FIG. 1 illustrates the outline of the positive vibration suppression apparatus. On the top of a building 1, for example, a weight 2 is provided as an additional mass such that it is substantially separated from the building 1, and an actuator 3 is interposed between the weight 2 and a portion of the building 1. When vibrations of the building 1 are produced by an earthquake or winds, a sensor 4a provided in the building 1 senses the vibrations and provides a signal to a control circuit, which in turn supplies an output signal corresponding to the vibrations to a servo valve connected to the actuator 3 to control the actuator 3. Further, another sensor 4b may be provided on the side of the actuator 3 to effect feedback control of the movement of the actuator 3. While the above control is based on a closed loop control, it is also possible to measure a response of the building through analysis of earthquake waves supplied from wide and narrow bandwidth seismometers and combine the result of the analysis with an opened loop control.
However, a delay with respect to the signal in the operation time is produced in a mechanical part of the apparatus. Such a time delay should be reduced.
Further, earthquakes and winds are natural phenomena, and their scales can not be forecast when designing the apparatus. Therefore, where the maximum performance of the apparatus is determined with respect to frequently occurring medium scale earthquakes and typhoons with wind velocities of 15 m/sec. or less, it is necessary to prevent an excessive load above the capacity of the apparatus from being applied to the apparatus at the time of occurrence of a large scale earthquake. Thus, it is necessary to suppress a control force with respect to vibrations when large scale vibrations of the building take place.
Further, nobody can tell when an earthquake takes place, and the apparatus should be rendered operative as soon as an earthquake occurs. Further, it takes time until a steady operation state of an oil hydraulic system sets in after the start. This means that it is necessary to have the system warmed up by starting it to be ready for the occurrence of an earthquake at all time. For this reason, the system requires extreme running expenditures such as electric power expenditures. In addition, the life of the system is not so long.
Further, strong winds do not appear at all time, so that a large capacity electric motor need not be held operative at all time.
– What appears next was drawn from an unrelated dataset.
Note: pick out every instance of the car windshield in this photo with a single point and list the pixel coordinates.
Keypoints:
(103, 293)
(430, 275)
Further, the weight 2, which is made of steel with a mass of about 1/100 of the weight of the building, should be such that a force of the actuator 3 is smoothly transmitted to the weight. Further, the installation space is desirably as small as possible.
Further, the actuator 3 desirably operates at a comparatively high speed and has a large capacity, and is desirably constituted by an oil hydraulic cylinder or the like to realize a large stroke apparatus. In this case, it is important to secure the oil hydraulic cylinder installation space inclusive of the space for the stroke.
Further, since the weight 2 has a considerably large mass, it is necessary to reduce the influence of frictional forces as much as possible to obtain efficient and reliable vibration suppression.
Where an oil hydraulic cylinder is used for the actuator 3, the direction of control is limited, that is, it is impossible to suppress the vibrations of the building in certain directions although the vibrations in other directions can be suppressed.
Depending on the design of the building, it is usually possible to obtain a comparatively large effect through control only in one direction. However, externally applied forces due to earthquakes and winds are uncertain forces, and, in an eccentric building or the like, further effective vibration suppression can be obtained by suppressing the torsional component of vibrations.
Further, in high story or ultra-high story buildings, the secondary vibration component is often large. Therefore, it is possible to improve the vibration suppression effect by suppressing the secondary vibration component.